While you’re there, after you’ve marveled at majestic Basilica, take a turn onto a small side street called Mirallers, marked on the map here, and start walking along this street till the end. You should also be careful not to miss the surrounding streets, especially carrer d’en Rosic and carrer de Grunyí. Be on the lookout for some of the huge, old doors that have been covered in stickers, pasteups and all different sorts of images. With all signs pointing to the disappearance of the Galeria Magdalena to make room for a new construction project, this may be one of the only outdoor galleries we have left, aside from the free walls.

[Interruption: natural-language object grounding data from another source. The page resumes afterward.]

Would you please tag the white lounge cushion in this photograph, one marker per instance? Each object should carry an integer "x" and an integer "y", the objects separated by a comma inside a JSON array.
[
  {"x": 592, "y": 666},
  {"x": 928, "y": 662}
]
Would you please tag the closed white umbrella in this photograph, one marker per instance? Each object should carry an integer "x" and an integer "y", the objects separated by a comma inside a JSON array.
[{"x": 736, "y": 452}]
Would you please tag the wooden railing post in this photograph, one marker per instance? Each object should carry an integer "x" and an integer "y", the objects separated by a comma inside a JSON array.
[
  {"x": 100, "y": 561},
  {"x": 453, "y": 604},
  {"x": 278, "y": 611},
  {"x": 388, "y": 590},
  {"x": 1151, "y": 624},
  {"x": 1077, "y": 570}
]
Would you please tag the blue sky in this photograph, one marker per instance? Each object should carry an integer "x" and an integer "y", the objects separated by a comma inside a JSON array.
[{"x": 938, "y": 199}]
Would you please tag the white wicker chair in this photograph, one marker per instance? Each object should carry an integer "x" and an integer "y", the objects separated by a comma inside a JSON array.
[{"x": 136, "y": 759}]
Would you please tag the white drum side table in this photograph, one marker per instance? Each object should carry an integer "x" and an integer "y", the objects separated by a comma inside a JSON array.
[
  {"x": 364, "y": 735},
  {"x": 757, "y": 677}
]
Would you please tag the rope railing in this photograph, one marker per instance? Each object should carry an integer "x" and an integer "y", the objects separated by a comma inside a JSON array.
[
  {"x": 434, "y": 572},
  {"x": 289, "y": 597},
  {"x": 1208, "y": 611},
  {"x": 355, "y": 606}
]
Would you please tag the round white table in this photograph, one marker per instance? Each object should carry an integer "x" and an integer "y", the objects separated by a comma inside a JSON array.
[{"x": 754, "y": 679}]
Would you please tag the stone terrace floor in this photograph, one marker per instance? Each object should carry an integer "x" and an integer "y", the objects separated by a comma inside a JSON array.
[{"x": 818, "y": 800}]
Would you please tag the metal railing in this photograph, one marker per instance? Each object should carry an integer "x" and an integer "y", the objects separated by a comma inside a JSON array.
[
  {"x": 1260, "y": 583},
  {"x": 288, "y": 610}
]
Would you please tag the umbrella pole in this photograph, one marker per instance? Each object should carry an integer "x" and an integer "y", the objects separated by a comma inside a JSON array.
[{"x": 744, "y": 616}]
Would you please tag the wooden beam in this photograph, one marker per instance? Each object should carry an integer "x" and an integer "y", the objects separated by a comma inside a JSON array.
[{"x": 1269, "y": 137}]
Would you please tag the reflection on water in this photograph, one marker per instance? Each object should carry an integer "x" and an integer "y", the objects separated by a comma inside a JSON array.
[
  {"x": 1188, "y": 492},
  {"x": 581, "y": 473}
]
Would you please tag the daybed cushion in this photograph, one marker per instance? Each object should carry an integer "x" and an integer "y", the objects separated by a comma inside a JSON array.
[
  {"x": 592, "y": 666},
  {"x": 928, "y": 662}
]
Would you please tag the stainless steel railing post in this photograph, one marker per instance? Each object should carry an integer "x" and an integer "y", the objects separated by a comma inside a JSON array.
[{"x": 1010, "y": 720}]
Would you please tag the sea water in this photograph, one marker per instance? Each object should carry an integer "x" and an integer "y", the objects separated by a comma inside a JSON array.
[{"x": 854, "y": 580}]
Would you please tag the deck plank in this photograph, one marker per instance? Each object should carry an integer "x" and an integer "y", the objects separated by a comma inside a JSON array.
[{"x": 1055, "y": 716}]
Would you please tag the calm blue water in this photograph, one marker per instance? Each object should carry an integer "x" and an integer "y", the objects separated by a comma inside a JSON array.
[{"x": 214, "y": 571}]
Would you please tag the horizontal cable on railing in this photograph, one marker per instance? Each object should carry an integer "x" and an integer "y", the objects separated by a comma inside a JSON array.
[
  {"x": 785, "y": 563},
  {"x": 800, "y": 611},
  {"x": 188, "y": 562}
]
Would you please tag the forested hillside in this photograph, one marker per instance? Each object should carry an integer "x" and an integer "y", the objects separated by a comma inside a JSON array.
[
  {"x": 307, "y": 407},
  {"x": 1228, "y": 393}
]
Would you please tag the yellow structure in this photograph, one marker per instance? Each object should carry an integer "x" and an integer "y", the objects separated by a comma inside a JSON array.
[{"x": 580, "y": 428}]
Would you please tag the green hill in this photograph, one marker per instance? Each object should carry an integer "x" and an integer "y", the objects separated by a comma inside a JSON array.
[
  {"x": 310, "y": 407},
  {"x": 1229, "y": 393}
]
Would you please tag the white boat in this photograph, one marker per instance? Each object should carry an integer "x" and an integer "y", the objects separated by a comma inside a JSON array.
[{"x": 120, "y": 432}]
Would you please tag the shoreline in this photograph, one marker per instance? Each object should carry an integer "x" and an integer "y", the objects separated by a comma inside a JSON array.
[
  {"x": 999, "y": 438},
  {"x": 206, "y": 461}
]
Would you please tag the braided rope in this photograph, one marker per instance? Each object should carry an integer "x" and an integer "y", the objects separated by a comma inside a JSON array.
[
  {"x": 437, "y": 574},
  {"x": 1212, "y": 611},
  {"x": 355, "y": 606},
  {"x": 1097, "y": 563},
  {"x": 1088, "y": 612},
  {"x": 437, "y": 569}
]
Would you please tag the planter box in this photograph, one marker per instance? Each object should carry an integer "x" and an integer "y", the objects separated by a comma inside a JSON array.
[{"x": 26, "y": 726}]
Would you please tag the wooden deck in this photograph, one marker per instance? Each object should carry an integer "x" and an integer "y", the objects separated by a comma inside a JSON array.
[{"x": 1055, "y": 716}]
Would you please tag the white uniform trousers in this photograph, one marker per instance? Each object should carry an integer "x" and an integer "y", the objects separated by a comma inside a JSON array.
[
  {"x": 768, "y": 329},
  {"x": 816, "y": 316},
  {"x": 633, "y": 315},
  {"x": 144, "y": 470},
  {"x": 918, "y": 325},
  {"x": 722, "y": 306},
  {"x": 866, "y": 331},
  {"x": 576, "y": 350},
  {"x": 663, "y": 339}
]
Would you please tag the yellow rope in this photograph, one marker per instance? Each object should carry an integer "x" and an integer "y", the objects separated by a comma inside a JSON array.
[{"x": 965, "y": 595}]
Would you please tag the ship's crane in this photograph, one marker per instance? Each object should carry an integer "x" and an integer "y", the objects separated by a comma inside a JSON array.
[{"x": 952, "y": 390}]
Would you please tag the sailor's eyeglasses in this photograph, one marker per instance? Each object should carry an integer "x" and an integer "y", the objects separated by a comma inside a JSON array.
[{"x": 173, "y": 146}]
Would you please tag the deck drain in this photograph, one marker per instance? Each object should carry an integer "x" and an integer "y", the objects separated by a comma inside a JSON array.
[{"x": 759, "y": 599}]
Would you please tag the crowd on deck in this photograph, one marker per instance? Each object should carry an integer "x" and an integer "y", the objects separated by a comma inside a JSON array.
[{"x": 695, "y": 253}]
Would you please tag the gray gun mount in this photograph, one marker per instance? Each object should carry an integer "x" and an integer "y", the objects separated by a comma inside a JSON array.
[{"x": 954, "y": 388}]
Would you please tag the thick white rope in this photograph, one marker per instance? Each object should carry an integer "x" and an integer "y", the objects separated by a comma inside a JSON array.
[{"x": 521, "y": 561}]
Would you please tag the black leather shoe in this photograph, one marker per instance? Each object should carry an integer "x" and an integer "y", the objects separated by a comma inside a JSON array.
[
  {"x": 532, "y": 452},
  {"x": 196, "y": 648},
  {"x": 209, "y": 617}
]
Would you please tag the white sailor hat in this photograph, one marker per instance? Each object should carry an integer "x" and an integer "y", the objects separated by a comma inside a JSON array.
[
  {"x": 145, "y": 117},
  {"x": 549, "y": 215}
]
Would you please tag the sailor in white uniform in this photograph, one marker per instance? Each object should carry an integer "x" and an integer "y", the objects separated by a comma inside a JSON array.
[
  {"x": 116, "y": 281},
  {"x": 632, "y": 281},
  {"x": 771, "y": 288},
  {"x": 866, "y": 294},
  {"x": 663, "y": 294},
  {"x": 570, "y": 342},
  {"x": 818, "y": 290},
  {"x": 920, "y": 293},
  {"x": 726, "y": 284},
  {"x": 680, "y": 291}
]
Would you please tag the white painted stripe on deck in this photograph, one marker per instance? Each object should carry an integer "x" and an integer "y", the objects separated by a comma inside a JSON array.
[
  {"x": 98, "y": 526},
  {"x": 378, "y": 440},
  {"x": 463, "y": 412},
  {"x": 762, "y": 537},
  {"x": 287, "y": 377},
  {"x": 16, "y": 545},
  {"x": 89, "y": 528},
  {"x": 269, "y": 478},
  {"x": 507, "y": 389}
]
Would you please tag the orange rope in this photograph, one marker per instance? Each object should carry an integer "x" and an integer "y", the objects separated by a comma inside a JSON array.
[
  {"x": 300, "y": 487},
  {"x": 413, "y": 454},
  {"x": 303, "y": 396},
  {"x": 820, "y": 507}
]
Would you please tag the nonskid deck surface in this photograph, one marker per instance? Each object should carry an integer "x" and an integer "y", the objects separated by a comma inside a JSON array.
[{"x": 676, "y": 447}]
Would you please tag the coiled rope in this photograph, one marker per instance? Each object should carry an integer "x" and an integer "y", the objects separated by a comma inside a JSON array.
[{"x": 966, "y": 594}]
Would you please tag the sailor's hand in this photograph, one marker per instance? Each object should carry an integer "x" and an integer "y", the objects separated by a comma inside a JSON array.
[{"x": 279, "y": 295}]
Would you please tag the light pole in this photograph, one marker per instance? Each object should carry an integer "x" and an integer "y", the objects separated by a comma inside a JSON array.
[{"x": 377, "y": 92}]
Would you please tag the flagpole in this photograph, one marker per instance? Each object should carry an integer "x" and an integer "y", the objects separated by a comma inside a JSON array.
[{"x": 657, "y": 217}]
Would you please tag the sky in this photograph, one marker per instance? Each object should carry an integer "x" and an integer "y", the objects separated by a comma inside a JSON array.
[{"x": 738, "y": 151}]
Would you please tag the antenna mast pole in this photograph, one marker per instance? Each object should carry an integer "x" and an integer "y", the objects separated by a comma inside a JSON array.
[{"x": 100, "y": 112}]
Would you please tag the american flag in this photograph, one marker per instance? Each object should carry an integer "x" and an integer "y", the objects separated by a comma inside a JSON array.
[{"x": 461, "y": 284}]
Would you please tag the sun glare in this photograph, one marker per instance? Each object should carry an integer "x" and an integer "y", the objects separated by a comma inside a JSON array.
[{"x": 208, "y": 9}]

This doorway can be found on a small side street just off Gràcia’s emblematic Plaça del Sol, and features, down below, a piece of art by Menorcan stencil artist M2, who was featured on this blog during my holidays a few years back. Above that is an image of Rap icons RUN DMC, which calls to mind many memories of long-lost 45 rpm singles I used to spread across my bed when I wanted to play DJ on a rainy Saturday morning. I can still hear the crackle the cheap Fisher-Price record player stylus produced, but it was 320bps to my 9-year-old ears, and more importantly, without the danger of the radio DJ cutting off the song early with some advertiser babble or corny joke.

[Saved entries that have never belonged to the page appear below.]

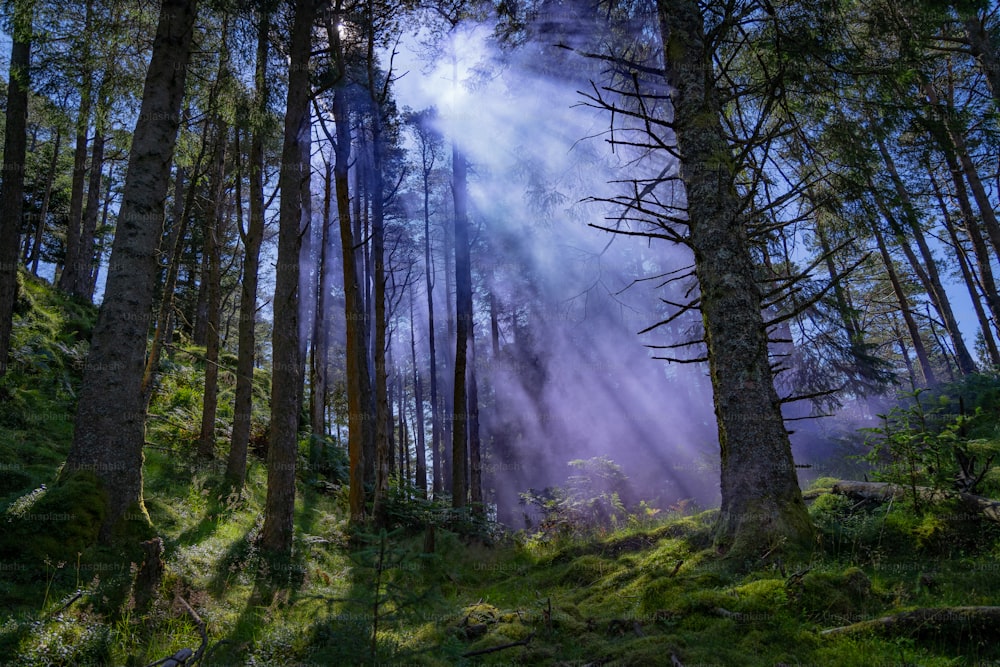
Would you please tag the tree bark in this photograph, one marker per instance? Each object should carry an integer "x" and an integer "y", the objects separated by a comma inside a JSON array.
[
  {"x": 762, "y": 504},
  {"x": 73, "y": 267},
  {"x": 286, "y": 374},
  {"x": 213, "y": 227},
  {"x": 109, "y": 428},
  {"x": 982, "y": 48},
  {"x": 935, "y": 289},
  {"x": 12, "y": 187},
  {"x": 418, "y": 398},
  {"x": 904, "y": 307},
  {"x": 359, "y": 417},
  {"x": 252, "y": 238},
  {"x": 463, "y": 321},
  {"x": 36, "y": 252}
]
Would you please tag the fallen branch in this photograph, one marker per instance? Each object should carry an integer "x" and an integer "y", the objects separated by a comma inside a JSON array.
[
  {"x": 973, "y": 622},
  {"x": 987, "y": 508},
  {"x": 494, "y": 649},
  {"x": 79, "y": 594}
]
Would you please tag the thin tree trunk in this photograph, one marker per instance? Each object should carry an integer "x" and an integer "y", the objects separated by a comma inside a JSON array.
[
  {"x": 982, "y": 48},
  {"x": 418, "y": 398},
  {"x": 286, "y": 374},
  {"x": 252, "y": 238},
  {"x": 81, "y": 287},
  {"x": 318, "y": 365},
  {"x": 431, "y": 334},
  {"x": 36, "y": 252},
  {"x": 463, "y": 310},
  {"x": 475, "y": 443},
  {"x": 904, "y": 306},
  {"x": 359, "y": 417},
  {"x": 74, "y": 261},
  {"x": 213, "y": 240},
  {"x": 968, "y": 276},
  {"x": 383, "y": 414},
  {"x": 109, "y": 428},
  {"x": 12, "y": 187},
  {"x": 761, "y": 501},
  {"x": 935, "y": 289}
]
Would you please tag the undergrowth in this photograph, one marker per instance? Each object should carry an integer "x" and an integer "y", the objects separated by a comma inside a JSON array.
[{"x": 445, "y": 588}]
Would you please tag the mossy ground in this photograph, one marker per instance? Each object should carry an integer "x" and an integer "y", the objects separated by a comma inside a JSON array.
[{"x": 635, "y": 596}]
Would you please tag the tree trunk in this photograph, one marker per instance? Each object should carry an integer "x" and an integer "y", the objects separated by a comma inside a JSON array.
[
  {"x": 320, "y": 351},
  {"x": 904, "y": 307},
  {"x": 383, "y": 414},
  {"x": 73, "y": 267},
  {"x": 12, "y": 187},
  {"x": 762, "y": 505},
  {"x": 968, "y": 276},
  {"x": 431, "y": 333},
  {"x": 935, "y": 290},
  {"x": 82, "y": 287},
  {"x": 982, "y": 48},
  {"x": 418, "y": 398},
  {"x": 109, "y": 428},
  {"x": 463, "y": 311},
  {"x": 286, "y": 375},
  {"x": 252, "y": 238},
  {"x": 358, "y": 381},
  {"x": 214, "y": 227},
  {"x": 36, "y": 252}
]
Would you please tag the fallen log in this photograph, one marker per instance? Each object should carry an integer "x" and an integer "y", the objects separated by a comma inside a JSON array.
[
  {"x": 502, "y": 647},
  {"x": 979, "y": 506},
  {"x": 969, "y": 622}
]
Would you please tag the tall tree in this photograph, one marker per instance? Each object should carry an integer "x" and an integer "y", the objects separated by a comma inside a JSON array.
[
  {"x": 109, "y": 429},
  {"x": 252, "y": 237},
  {"x": 286, "y": 374},
  {"x": 12, "y": 187},
  {"x": 761, "y": 501}
]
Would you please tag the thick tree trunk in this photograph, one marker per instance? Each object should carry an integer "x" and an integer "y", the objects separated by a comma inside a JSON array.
[
  {"x": 286, "y": 374},
  {"x": 110, "y": 420},
  {"x": 12, "y": 187},
  {"x": 383, "y": 415},
  {"x": 36, "y": 248},
  {"x": 236, "y": 465},
  {"x": 463, "y": 311},
  {"x": 762, "y": 505}
]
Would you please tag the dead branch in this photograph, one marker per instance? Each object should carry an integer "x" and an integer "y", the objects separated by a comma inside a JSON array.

Edit: I’ve been informed that the pasteup that you can see in the middle comes from an artist named Mischief. You can find Mischief’s work all over Barcelona.

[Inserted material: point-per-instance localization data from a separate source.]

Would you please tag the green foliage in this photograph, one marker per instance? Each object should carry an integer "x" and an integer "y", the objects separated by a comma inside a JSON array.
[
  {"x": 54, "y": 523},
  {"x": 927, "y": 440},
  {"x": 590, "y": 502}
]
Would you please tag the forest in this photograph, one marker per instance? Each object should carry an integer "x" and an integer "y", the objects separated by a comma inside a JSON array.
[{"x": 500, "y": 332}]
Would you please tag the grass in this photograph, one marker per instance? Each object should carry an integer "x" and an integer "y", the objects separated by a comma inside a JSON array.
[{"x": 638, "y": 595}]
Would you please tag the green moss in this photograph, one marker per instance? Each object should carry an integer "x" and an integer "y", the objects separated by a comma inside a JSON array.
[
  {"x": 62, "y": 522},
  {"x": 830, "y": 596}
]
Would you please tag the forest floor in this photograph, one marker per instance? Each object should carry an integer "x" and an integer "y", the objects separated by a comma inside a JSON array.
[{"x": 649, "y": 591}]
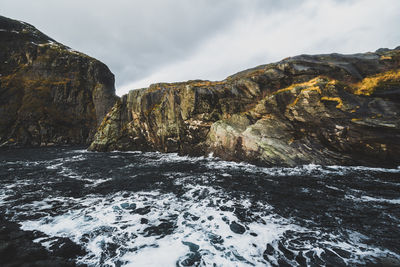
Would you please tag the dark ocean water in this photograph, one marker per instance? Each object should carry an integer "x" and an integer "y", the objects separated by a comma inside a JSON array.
[{"x": 152, "y": 209}]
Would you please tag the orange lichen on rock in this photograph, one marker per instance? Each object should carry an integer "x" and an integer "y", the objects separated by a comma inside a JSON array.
[
  {"x": 207, "y": 83},
  {"x": 310, "y": 85},
  {"x": 338, "y": 100},
  {"x": 369, "y": 84}
]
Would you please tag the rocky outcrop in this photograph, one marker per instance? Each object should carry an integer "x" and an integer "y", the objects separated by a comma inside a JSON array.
[
  {"x": 322, "y": 109},
  {"x": 49, "y": 93}
]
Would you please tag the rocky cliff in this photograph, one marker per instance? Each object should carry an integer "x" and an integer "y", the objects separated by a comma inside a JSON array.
[
  {"x": 49, "y": 93},
  {"x": 322, "y": 109}
]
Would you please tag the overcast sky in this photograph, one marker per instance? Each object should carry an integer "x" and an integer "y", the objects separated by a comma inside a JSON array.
[{"x": 150, "y": 41}]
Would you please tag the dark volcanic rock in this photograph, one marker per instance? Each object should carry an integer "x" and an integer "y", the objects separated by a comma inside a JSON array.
[
  {"x": 18, "y": 249},
  {"x": 49, "y": 94},
  {"x": 322, "y": 109}
]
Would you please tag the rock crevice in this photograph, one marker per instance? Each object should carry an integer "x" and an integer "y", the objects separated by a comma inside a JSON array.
[{"x": 322, "y": 109}]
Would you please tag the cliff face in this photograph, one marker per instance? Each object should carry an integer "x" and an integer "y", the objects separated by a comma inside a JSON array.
[
  {"x": 322, "y": 109},
  {"x": 49, "y": 94}
]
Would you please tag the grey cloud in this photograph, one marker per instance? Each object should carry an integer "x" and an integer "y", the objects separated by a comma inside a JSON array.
[{"x": 169, "y": 40}]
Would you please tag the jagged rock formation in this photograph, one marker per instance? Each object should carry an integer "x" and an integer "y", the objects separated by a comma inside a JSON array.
[
  {"x": 49, "y": 94},
  {"x": 322, "y": 109}
]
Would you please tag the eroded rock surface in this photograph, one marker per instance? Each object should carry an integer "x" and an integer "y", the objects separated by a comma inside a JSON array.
[
  {"x": 322, "y": 109},
  {"x": 49, "y": 93}
]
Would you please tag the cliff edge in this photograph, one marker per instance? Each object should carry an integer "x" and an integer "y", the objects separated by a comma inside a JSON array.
[
  {"x": 49, "y": 93},
  {"x": 321, "y": 109}
]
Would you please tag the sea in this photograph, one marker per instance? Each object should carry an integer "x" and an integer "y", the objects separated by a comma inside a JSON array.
[{"x": 154, "y": 209}]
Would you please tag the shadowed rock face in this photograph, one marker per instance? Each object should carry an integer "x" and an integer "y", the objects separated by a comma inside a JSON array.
[
  {"x": 322, "y": 109},
  {"x": 49, "y": 94}
]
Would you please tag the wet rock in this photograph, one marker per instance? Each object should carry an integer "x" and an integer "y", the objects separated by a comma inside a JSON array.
[
  {"x": 237, "y": 228},
  {"x": 65, "y": 248},
  {"x": 331, "y": 258},
  {"x": 191, "y": 259},
  {"x": 161, "y": 230},
  {"x": 300, "y": 259},
  {"x": 144, "y": 221},
  {"x": 288, "y": 254},
  {"x": 189, "y": 216},
  {"x": 143, "y": 211},
  {"x": 18, "y": 249},
  {"x": 269, "y": 251},
  {"x": 128, "y": 206},
  {"x": 216, "y": 239}
]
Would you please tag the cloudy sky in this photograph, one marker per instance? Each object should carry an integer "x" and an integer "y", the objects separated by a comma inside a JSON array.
[{"x": 150, "y": 41}]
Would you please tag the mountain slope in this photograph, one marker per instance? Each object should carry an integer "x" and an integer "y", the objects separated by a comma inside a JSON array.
[
  {"x": 322, "y": 109},
  {"x": 49, "y": 93}
]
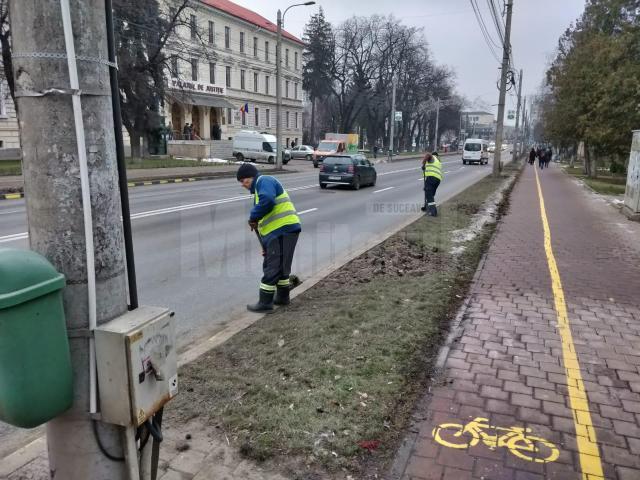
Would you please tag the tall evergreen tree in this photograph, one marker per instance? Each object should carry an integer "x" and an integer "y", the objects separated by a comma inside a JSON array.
[{"x": 317, "y": 62}]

I found this piece a few days back, but decided to sit on it until the end of the Festa Major. This sad clown was stenciled over layers of posters by Norgwegian artist Stein. I walked by this morning as the municipal cleaning crew was pressure-washing the streets and saw that part of his face had already disappeared. Someone had placed a poster over him and when the poster was removed, it took the lower part of his frown.
I doubt it was intentional, but the expression fit very well the mood of the neighborhood this morning, as residents were crossing the damp streets carrying the remains of all the week’s decorations. Most bars and small restaurants that had been operating non-stop for the last week were shuttered, their employees enjoying some well-deserved R&R. Indeed, I ran into my friend who works at the local bodega (wine and liquor shop) and said “Se acabo la fiesta! (The party’s over!) to which he replied, “Ya era hora!”(It’s about time!).
This stencil image was taken back in the summer somewhere in my neighborhood of Gràcia, gracing the side of an electrical box. Quite small, low to the ground and very easy to miss, it quickly became a favorite of some of my regular instagram followers. Now that I’ve got a higher resolution camera, I have tried, in vain, to relocate this little splotch of sweetness. It is proving just as elusive and unattainable as the feeling of the first kiss. Unattainable, but irresistible.
Continuing with our Catalan election coverage aka Decisió ’12…
While I didnt recognize it immediately, the stencil in the lower center part of this mishmash of images is Pedro from the movie Napoleon Dynamite. While this movie isn’t for everyone, I do think it captured that boring, quintessientially middle American quirkiness that you need to have experienced first hand to really understand. I think if you’ve been there, you would enjoy this movie.
In any case, one of the central parts of this movie is the school president election, with the underdog Pedro running against the popular girl. Pedro’s election platform is quite simple–you can see it here. I think this picture captures that platform perfectly. Amongst these dreams and musings, in varying states of decay, we find the candidate staring blankly ahead.